5) Tout en précisant, à juste titre, que la question soulevée (savoir la mesure de la réduction des émissions de gaz à effet de serre) fait l’objet de “débats scientifiques” ou d’“incertitudes” qu’il “n’appartient pas [au Jury] de trancher”, le JDP a cependant procédé à une analyse approfondie des publicités contestées et des documents produits par l’annonceur lors de l’examen de la plainte initiale.

Le Jury en a conclu, après avoir pris en compte, de manière détaillée, les divers éléments exposés par les parties ou échangés entre elles (y compris lors de la séance contradictoire entre le Jury, le plaignant et l’annonceur) “que le chiffre de 84 % qui figure dans les publications litigieuses repose sur des éléments sérieux, objectifs et vérifiables au moment de la publicité, et que l’annonceur fournit l’origine des résultats et la méthodologie ayant servi de base de calcul” – affirmation contestée en Révision.

6) Les arguments au soutien de la demande en Révision sont les suivants.

a) l’avis du Jury mentionne un “rapport du Cabinet Deloitte, daté de juillet 2018”, sur lequel s’appuie Albioma dans le Document d’Enregistrement Universel 2020 qu’elle a déposé auprès de l’AMF ; au soutien de ses allégations, Albioma a produit la “synthèse” de ce rapport, comme il est mentionné dans l’avis contesté.

Si le demandeur regrette que n’ait pas été versé au dossier ce rapport exhaustif, il ne soutient pas explicitement – et aucun élément ne donne à penser – que le rapport serait différent de la synthèse qui est analysée.

b) le demandeur conteste plus spécialement l’affirmation du Jury selon laquelle, “en quatrième et dernier lieu, les hypothèses de calcul sont clairement indiquées”.

Plus précisément, il regrette que d’autres hypothèses de calcul n’aient pas été utilisées par l’annonceur, mais il n’allègue pas – et encore moins il n’établit – que d’autres méthodes auraient conduit à des chiffres différents du pourcentage de 84 % qui fait l’objet principal du débat.

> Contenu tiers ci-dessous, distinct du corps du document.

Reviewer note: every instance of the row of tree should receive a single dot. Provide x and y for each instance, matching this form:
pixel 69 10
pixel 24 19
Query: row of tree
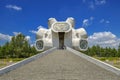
pixel 103 52
pixel 18 47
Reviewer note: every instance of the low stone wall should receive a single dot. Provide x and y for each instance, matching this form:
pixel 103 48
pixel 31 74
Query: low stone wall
pixel 97 62
pixel 25 61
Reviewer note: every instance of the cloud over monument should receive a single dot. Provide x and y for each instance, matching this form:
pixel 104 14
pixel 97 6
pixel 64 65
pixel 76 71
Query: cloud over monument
pixel 104 39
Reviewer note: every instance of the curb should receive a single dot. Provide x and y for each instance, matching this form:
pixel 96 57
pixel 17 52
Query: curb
pixel 23 62
pixel 96 61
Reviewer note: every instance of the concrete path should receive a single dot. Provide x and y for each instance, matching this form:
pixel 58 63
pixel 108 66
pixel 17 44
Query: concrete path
pixel 60 65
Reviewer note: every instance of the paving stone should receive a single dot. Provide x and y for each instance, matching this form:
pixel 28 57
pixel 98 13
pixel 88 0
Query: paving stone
pixel 60 65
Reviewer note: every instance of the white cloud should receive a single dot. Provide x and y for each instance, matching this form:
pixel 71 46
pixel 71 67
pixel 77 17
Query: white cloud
pixel 27 38
pixel 18 8
pixel 87 22
pixel 34 31
pixel 5 37
pixel 16 33
pixel 104 39
pixel 92 4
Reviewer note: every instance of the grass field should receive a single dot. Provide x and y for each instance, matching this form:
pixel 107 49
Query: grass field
pixel 115 61
pixel 9 61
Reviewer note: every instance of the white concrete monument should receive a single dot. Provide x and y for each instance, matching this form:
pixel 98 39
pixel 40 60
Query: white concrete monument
pixel 61 34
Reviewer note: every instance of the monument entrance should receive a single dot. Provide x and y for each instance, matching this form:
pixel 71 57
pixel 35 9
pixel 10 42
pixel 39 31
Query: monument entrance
pixel 61 34
pixel 61 40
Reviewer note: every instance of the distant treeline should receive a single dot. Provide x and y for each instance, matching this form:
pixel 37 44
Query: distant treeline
pixel 103 52
pixel 18 47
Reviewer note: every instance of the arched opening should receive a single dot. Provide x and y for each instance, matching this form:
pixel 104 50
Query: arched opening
pixel 61 40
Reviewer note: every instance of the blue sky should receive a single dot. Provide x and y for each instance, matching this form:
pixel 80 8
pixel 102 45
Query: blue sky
pixel 100 18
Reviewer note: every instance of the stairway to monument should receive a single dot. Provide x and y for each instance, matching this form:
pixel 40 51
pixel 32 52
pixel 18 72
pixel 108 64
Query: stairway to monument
pixel 60 65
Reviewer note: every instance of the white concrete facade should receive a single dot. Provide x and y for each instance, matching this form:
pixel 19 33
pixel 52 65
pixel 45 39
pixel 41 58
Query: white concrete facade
pixel 61 34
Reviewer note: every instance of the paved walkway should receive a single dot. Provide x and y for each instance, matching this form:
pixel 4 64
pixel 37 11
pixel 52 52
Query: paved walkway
pixel 60 65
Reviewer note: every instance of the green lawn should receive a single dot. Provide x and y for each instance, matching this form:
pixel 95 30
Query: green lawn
pixel 115 61
pixel 9 61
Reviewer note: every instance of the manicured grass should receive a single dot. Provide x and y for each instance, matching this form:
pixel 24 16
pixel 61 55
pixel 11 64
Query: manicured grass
pixel 115 61
pixel 6 62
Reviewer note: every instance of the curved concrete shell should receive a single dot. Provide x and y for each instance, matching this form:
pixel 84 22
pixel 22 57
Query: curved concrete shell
pixel 61 34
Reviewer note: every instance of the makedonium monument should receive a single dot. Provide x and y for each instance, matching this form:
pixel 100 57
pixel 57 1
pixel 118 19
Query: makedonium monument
pixel 61 34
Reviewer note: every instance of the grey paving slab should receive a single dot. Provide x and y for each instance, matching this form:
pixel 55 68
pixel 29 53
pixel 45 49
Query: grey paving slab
pixel 60 65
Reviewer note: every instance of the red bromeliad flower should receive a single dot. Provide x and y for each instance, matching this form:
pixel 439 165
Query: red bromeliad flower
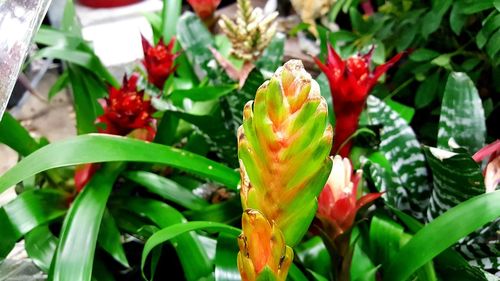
pixel 350 83
pixel 159 61
pixel 338 203
pixel 126 112
pixel 204 8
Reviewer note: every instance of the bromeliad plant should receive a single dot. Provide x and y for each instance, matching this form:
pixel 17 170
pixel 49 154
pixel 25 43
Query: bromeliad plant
pixel 165 189
pixel 283 148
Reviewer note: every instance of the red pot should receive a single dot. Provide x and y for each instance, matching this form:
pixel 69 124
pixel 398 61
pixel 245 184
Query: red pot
pixel 107 3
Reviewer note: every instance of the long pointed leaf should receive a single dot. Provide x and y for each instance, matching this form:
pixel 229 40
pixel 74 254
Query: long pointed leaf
pixel 75 252
pixel 107 148
pixel 437 237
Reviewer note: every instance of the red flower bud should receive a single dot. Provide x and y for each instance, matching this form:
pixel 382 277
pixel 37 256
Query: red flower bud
pixel 159 61
pixel 337 203
pixel 126 110
pixel 204 8
pixel 350 83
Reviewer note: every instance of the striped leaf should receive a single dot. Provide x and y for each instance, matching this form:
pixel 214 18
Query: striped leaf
pixel 402 149
pixel 462 119
pixel 457 178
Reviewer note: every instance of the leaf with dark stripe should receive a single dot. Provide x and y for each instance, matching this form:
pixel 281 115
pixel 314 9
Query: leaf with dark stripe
pixel 402 149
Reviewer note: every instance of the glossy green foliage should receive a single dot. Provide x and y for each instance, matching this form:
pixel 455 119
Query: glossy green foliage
pixel 74 256
pixel 409 185
pixel 437 237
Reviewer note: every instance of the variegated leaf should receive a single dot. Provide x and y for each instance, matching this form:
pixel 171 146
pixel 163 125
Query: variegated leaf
pixel 457 178
pixel 462 121
pixel 402 149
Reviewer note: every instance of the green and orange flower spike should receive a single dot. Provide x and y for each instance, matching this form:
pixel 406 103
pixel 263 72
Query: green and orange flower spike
pixel 263 252
pixel 283 148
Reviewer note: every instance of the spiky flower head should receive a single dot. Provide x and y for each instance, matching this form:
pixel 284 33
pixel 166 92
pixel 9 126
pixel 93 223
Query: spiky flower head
pixel 251 32
pixel 338 203
pixel 126 109
pixel 263 253
pixel 283 150
pixel 350 83
pixel 159 61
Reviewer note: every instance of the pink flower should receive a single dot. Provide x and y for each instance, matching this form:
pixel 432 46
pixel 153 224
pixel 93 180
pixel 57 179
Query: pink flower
pixel 338 203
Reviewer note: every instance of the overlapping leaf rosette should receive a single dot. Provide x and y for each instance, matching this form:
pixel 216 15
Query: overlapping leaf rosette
pixel 283 144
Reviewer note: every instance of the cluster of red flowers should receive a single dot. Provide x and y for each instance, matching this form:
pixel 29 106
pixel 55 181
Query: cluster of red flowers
pixel 127 112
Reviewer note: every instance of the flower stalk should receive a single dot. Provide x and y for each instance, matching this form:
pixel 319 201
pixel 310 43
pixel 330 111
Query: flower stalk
pixel 283 148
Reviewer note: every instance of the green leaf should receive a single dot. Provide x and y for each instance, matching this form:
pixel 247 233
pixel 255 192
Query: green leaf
pixel 173 231
pixel 14 135
pixel 59 85
pixel 423 54
pixel 362 268
pixel 41 244
pixel 226 268
pixel 314 256
pixel 226 212
pixel 166 132
pixel 493 45
pixel 107 148
pixel 205 93
pixel 85 106
pixel 75 252
pixel 27 211
pixel 443 61
pixel 109 239
pixel 168 189
pixel 84 58
pixel 169 18
pixel 449 264
pixel 457 18
pixel 272 57
pixel 462 114
pixel 69 22
pixel 456 178
pixel 404 111
pixel 472 7
pixel 491 24
pixel 432 20
pixel 402 149
pixel 385 239
pixel 427 91
pixel 437 237
pixel 192 255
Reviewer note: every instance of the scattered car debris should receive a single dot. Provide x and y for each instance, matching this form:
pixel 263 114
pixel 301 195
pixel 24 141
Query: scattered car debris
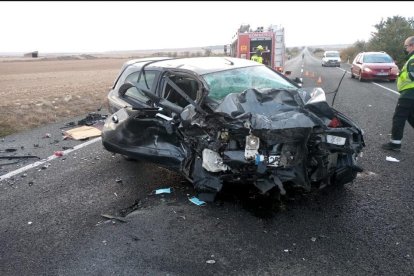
pixel 92 119
pixel 58 153
pixel 163 191
pixel 82 132
pixel 392 159
pixel 114 217
pixel 18 157
pixel 196 201
pixel 9 150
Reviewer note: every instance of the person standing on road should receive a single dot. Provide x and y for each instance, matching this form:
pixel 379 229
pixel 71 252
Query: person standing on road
pixel 404 111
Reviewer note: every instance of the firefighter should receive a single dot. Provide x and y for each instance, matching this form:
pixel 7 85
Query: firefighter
pixel 258 55
pixel 404 111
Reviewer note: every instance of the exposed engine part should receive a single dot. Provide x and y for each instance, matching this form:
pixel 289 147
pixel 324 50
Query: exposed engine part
pixel 212 161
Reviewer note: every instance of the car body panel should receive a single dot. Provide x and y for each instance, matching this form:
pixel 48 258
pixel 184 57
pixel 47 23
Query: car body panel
pixel 374 66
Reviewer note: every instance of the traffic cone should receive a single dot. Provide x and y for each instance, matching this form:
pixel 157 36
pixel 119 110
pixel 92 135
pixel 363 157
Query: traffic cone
pixel 319 82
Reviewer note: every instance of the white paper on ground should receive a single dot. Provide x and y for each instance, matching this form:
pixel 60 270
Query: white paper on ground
pixel 392 159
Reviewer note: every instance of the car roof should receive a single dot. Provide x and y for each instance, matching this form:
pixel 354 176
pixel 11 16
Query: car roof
pixel 373 53
pixel 199 65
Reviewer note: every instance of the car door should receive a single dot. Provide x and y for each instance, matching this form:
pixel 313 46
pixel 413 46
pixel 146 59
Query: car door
pixel 354 66
pixel 150 130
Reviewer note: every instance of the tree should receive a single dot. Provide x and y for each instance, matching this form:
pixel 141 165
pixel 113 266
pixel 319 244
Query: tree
pixel 390 35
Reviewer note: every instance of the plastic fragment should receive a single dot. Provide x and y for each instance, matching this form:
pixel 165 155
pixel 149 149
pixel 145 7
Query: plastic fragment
pixel 163 191
pixel 196 201
pixel 392 159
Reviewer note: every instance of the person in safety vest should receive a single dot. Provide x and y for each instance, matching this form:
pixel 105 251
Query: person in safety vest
pixel 258 55
pixel 404 111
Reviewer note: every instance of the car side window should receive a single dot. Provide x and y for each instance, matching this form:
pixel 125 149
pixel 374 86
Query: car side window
pixel 146 82
pixel 189 86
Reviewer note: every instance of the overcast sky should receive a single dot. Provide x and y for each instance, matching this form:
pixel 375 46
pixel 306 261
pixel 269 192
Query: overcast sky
pixel 109 26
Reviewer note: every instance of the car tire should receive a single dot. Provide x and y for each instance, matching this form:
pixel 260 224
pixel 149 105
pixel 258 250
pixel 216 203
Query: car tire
pixel 360 77
pixel 129 159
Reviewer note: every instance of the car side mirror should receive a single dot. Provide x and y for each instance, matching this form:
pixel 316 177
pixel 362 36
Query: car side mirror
pixel 124 88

Il n’est au surplus pas démontré que la méthode retenue, conforme à la Directive RED II, serait viciée ni que l’emploi d’une méthode alternative se serait imposé afin de respecter l’exigence de véracité.

Dans ces conditions, il résulte des éléments produits devant le Réviseur que la présente demande de Révision – faute d’établir que le JDP aurait, dans son avis contesté, procédé à des appréciations, à des interprétations ou à des constatations manifestement erronées quand il a analysé aussi bien la publicité Albioma en cause que la déontologie publicitaire applicable à ce litige – ne peut être accueillie.

7) Des analyses qui précèdent il résulte que :

  • la demande de Révision visée ci-dessus est recevable et à ce titre sera mentionnée dans la rédaction finale de l’Avis du Jury ;
  • l’Avis contesté n’est entaché d’aucune critique sérieuse et légitime (au sens de l’article 22.1 du Règlement).

Par suite, il n’y a pas lieu de procéder à une seconde délibération de l’affaire en cause.

Il n’y a pas lieu non plus de réformer l’Avis contesté, sauf :

  • pour y mentionner la demande de Révision comme indiqué ci-dessus,
  • pour y adjoindre en annexe la présente réponse.

Dès lors et pour conclure, l’Avis en cause ainsi modifié (pour mentionner la demande de Révision et la présente réponse) deviendra définitif et il sera publié – accompagné de la présente décision, laquelle constitue la réponse du Réviseur de la Déontologie Publicitaire à la demande de Révision.